Se o aparelho estiver offline, o negativo pode ficar armazenado e ser processado posteriormente.

É quase uma versão digital da velha fotografia analógica.

Você faz a captura primeiro e revela depois.

Só que, desta vez, o negativo vem acompanhado de criptografia.

“Então agora o iPhone detecta fotos feitas por IA?”

Não.

O Reference Image não é um detector mágico capaz de olhar para qualquer imagem da internet e dizer se ela foi criada pelo Midjourney, ChatGPT ou qualquer outro sistema.

O funcionamento é justamente o contrário.

Em vez de tentar descobrir depois se uma imagem é falsa, a Apple cria uma referência confiável no momento em que a fotografia é feita.

Ou seja, se houver dúvida sobre determinada imagem, será possível compará-la com aquela versão original autenticada pela câmera.

Isso muda bastante a lógica.

Hoje, grande parte das ferramentas tenta descobrir sinais de manipulação depois que a imagem já existe.

A Apple está tentando criar algo que possa dizer desde o começo:

“Este foi o arquivo que saiu de uma câmera real.”

Essa autenticação foi criada para não funcionar como um número de série público da câmera.

Segundo a Apple, uma Reference Image não permite identificar publicamente qual aparelho específico fez aquela fotografia.

Também não deve ser possível pegar duas imagens e concluir que ambas vieram do mesmo dispositivo.

É uma preocupação que mostra claramente onde a empresa imagina que essa tecnologia pode ser usada.

E se alguém conseguir comprometer a câmera?

A Apple também criou um mecanismo para essa possibilidade.

Cada sensor compatível possui uma identidade criptográfica estabelecida durante a fabricação.

Se algum sensor for comprometido no futuro e começar a gerar referências fraudulentas, ele pode ser revogado.

A partir daí, novas imagens produzidas por aquele hardware deixam de receber a mesma validação.

A empresa chegou até a pensar no futuro distante.

As assinaturas incluem tecnologias como RSA-3072 e ML-DSA-87, esta última criada para resistir a ataques de futuros computadores quânticos.

Pode parecer exagerado proteger hoje uma fotografia contra um computador que talvez só exista muitos anos à frente.

Mas há uma boa razão.

Uma imagem jornalística feita em 2026 ainda poderá ter valor histórico em 2050, 2070 ou depois disso.

Se sua autenticidade depender de criptografia, ela precisa continuar confiável décadas depois.

Por enquanto, é um recurso dos modelos Pro

Na estreia, a captura Reference fica limitada ao iPhone 18 Pro e iPhone 18 Pro Max e utiliza a câmera principal.

O usuário também precisa escolher usar o recurso.
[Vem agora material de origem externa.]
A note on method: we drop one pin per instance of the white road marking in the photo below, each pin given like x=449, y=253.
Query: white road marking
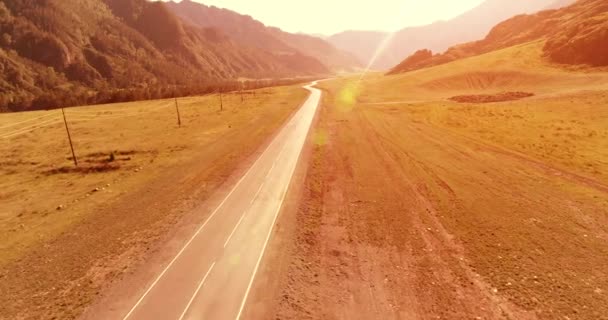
x=243, y=216
x=200, y=285
x=196, y=233
x=274, y=220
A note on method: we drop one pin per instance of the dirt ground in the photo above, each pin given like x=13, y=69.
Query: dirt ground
x=56, y=261
x=438, y=210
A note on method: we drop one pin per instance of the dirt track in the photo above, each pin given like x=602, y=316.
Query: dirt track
x=401, y=219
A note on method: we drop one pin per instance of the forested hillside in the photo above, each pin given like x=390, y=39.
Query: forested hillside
x=56, y=53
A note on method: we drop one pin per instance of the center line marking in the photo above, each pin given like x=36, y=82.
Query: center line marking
x=200, y=285
x=242, y=217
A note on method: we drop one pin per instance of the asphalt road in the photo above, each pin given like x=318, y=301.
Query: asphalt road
x=210, y=278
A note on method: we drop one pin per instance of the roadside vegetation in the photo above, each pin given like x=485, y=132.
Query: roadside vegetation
x=68, y=231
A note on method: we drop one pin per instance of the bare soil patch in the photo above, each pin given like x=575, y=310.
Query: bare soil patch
x=489, y=98
x=409, y=213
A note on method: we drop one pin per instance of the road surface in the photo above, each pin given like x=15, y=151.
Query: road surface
x=210, y=278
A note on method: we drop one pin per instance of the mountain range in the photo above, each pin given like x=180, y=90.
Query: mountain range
x=576, y=35
x=57, y=52
x=439, y=36
x=246, y=30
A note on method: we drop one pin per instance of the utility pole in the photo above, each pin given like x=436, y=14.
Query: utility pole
x=67, y=129
x=221, y=102
x=179, y=119
x=242, y=92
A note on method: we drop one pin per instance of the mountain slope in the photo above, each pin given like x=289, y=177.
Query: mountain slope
x=247, y=30
x=574, y=35
x=54, y=51
x=439, y=36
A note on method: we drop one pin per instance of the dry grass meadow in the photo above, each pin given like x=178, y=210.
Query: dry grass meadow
x=66, y=231
x=434, y=209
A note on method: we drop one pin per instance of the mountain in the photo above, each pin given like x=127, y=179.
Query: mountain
x=363, y=44
x=52, y=51
x=575, y=35
x=245, y=29
x=438, y=36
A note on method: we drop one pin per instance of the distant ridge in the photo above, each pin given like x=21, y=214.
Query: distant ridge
x=57, y=52
x=576, y=34
x=438, y=36
x=247, y=30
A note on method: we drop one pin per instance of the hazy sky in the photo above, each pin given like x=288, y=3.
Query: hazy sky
x=332, y=16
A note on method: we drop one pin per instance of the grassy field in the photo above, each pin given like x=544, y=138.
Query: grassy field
x=420, y=207
x=138, y=173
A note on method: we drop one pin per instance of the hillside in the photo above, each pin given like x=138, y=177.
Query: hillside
x=575, y=35
x=438, y=36
x=245, y=29
x=63, y=53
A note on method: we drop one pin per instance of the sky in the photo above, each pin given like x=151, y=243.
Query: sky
x=328, y=17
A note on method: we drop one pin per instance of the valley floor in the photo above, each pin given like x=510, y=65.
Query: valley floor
x=437, y=210
x=68, y=234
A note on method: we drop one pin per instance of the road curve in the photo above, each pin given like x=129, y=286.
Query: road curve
x=210, y=278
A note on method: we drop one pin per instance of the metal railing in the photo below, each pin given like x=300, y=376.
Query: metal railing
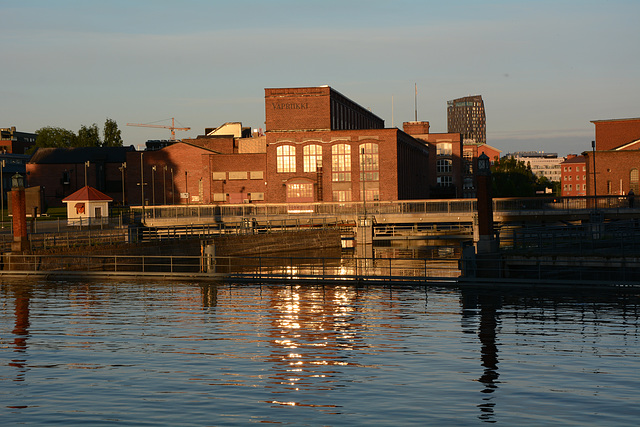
x=259, y=268
x=620, y=238
x=340, y=209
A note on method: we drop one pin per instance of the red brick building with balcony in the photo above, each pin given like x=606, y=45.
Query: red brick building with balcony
x=573, y=176
x=617, y=158
x=321, y=146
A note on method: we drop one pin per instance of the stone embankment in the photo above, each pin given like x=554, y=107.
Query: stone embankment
x=80, y=257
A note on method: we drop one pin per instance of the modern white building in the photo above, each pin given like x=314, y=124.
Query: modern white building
x=542, y=164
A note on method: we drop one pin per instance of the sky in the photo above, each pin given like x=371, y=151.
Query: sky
x=545, y=69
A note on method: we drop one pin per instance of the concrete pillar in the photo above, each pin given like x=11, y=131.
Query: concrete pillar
x=486, y=242
x=19, y=211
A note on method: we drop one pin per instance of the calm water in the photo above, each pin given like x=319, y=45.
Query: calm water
x=148, y=353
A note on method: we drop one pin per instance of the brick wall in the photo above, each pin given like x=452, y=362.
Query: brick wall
x=611, y=134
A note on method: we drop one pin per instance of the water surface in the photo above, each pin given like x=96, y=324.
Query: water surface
x=147, y=353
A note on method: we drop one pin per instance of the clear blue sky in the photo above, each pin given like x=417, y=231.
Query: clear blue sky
x=545, y=69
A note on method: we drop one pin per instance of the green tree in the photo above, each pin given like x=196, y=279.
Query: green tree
x=112, y=137
x=88, y=136
x=512, y=178
x=50, y=136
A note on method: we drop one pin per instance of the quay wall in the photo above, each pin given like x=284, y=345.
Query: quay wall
x=78, y=257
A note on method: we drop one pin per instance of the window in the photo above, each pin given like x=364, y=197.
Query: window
x=444, y=165
x=445, y=181
x=633, y=180
x=341, y=163
x=299, y=191
x=443, y=149
x=342, y=195
x=286, y=158
x=468, y=162
x=369, y=163
x=312, y=157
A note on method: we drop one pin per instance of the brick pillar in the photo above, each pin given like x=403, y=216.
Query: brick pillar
x=19, y=211
x=486, y=242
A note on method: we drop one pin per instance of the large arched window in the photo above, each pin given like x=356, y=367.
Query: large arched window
x=312, y=157
x=444, y=149
x=341, y=163
x=286, y=158
x=633, y=180
x=299, y=191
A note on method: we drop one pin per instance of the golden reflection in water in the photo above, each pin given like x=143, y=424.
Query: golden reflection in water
x=312, y=326
x=22, y=299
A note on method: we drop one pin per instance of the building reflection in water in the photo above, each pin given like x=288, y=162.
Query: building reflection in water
x=22, y=298
x=209, y=295
x=484, y=307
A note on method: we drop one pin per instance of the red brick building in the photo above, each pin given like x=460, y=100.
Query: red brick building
x=62, y=171
x=445, y=159
x=318, y=146
x=573, y=176
x=617, y=158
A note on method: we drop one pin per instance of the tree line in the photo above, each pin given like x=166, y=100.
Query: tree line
x=514, y=178
x=87, y=136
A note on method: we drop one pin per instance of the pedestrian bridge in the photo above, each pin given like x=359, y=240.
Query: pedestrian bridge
x=449, y=211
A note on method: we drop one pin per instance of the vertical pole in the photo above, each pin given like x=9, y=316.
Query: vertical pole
x=164, y=185
x=595, y=191
x=186, y=185
x=122, y=168
x=153, y=186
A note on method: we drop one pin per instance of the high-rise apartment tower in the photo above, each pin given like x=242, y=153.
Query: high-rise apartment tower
x=466, y=117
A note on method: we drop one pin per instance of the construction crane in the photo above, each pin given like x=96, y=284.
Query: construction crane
x=172, y=127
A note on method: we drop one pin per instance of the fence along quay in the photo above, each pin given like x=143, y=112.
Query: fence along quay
x=261, y=219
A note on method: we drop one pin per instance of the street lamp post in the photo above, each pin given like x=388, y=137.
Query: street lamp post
x=142, y=183
x=595, y=188
x=86, y=165
x=164, y=186
x=2, y=164
x=153, y=185
x=173, y=189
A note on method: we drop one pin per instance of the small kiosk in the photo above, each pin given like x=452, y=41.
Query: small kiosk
x=87, y=206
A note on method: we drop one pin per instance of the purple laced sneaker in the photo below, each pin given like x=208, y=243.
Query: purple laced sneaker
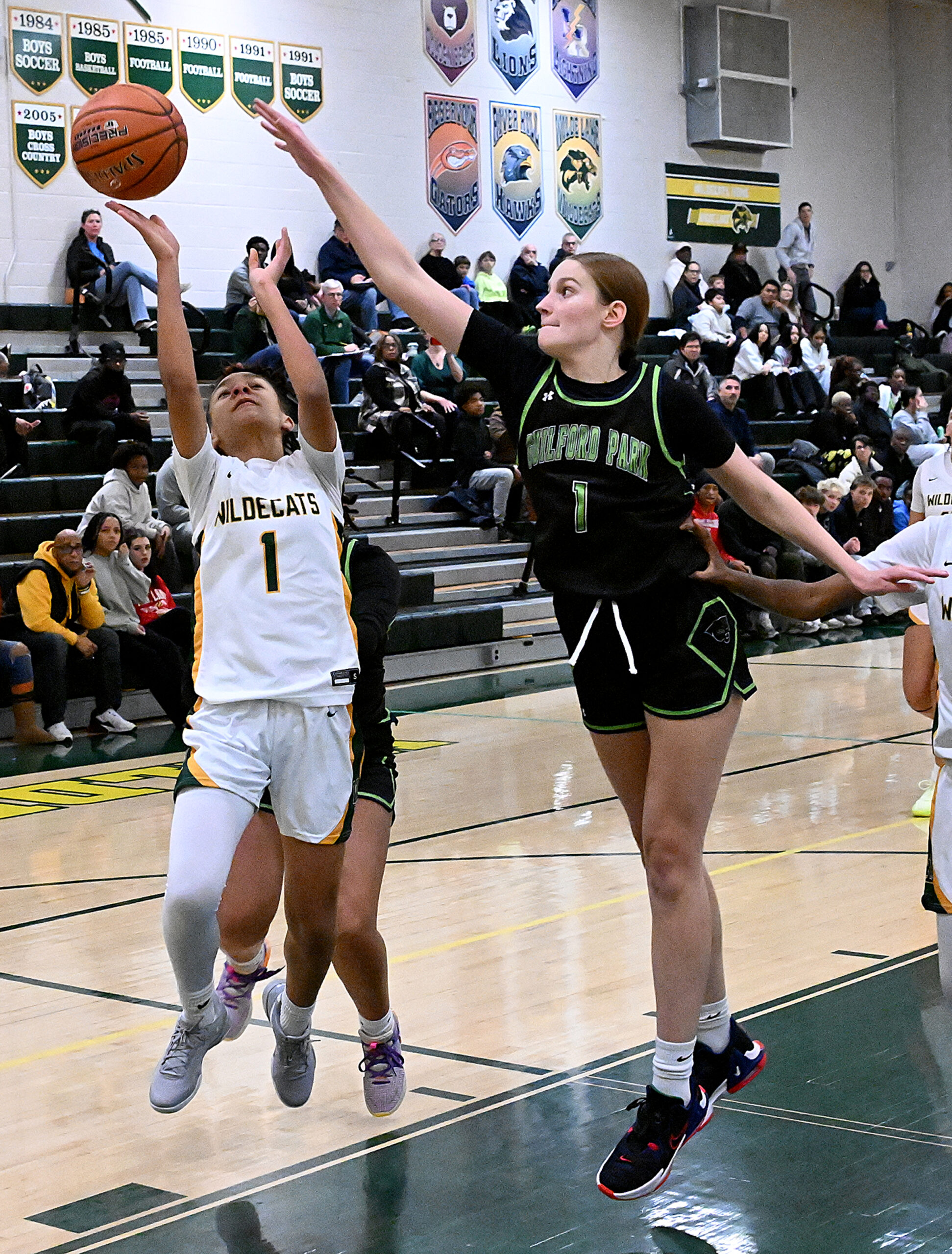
x=235, y=993
x=384, y=1076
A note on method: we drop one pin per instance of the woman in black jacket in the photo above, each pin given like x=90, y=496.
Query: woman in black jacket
x=91, y=261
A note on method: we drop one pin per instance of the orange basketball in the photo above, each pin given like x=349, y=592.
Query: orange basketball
x=129, y=141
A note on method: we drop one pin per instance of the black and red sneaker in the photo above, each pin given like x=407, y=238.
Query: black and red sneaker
x=642, y=1159
x=729, y=1073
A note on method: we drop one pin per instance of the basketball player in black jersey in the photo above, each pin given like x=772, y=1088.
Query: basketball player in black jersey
x=657, y=657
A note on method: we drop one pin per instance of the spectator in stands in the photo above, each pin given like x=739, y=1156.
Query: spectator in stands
x=437, y=370
x=337, y=341
x=472, y=449
x=102, y=409
x=91, y=261
x=239, y=291
x=685, y=366
x=794, y=255
x=762, y=309
x=862, y=306
x=64, y=628
x=529, y=284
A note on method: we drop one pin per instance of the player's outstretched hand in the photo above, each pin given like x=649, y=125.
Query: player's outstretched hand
x=153, y=231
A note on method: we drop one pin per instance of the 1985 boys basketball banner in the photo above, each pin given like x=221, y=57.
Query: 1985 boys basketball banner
x=453, y=158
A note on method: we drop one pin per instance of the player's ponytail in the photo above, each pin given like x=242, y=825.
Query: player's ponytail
x=619, y=280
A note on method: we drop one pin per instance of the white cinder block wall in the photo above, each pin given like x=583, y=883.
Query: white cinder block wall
x=852, y=155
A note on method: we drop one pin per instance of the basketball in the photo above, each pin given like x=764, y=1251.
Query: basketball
x=129, y=141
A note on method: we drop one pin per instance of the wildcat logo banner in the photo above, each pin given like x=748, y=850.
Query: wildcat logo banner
x=513, y=44
x=453, y=158
x=517, y=165
x=449, y=35
x=579, y=169
x=575, y=43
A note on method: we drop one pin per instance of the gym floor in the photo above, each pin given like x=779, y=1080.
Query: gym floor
x=517, y=922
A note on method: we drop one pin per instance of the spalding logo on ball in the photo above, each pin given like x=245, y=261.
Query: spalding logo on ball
x=129, y=141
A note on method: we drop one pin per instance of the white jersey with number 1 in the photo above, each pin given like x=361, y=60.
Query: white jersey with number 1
x=272, y=611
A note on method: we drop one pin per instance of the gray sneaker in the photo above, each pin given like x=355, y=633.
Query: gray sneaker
x=176, y=1080
x=293, y=1061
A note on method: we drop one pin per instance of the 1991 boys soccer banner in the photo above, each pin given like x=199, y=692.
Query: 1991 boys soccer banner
x=707, y=205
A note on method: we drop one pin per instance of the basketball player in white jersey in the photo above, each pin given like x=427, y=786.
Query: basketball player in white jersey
x=275, y=670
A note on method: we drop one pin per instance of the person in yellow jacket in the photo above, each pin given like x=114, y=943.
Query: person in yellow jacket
x=66, y=632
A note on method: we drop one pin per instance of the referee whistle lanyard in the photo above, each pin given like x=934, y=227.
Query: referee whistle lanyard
x=623, y=637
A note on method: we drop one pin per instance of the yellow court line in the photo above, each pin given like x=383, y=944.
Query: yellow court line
x=631, y=897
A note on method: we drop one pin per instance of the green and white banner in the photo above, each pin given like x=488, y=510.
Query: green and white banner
x=252, y=72
x=201, y=68
x=301, y=79
x=37, y=48
x=41, y=140
x=148, y=55
x=93, y=53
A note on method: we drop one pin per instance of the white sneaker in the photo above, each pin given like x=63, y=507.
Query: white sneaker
x=111, y=722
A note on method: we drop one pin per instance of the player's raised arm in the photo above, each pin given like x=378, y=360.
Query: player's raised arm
x=186, y=413
x=391, y=267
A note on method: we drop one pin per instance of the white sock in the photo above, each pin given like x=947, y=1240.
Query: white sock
x=671, y=1071
x=378, y=1030
x=714, y=1026
x=249, y=968
x=295, y=1020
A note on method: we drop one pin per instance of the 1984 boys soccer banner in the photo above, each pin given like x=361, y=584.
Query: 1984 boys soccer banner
x=453, y=158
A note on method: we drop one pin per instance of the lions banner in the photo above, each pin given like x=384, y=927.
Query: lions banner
x=579, y=169
x=707, y=205
x=513, y=39
x=449, y=35
x=517, y=165
x=453, y=158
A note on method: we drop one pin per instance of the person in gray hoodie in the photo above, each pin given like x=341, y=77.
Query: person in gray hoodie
x=148, y=656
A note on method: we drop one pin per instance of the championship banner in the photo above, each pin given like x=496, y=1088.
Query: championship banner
x=575, y=43
x=579, y=169
x=707, y=205
x=301, y=79
x=449, y=35
x=93, y=53
x=35, y=48
x=41, y=140
x=201, y=68
x=513, y=43
x=517, y=165
x=148, y=55
x=252, y=72
x=453, y=158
Não significa que toda fotografia feita com os novos iPhones automaticamente receberá esse tipo de autenticação.

Outros aparelhos com iOS 27, iPadOS 27 e macOS 27 podem visualizar e processar Reference Images compatíveis.

A Apple também pretende permitir que desenvolvedores utilizem essa tecnologia em seus próprios aplicativos.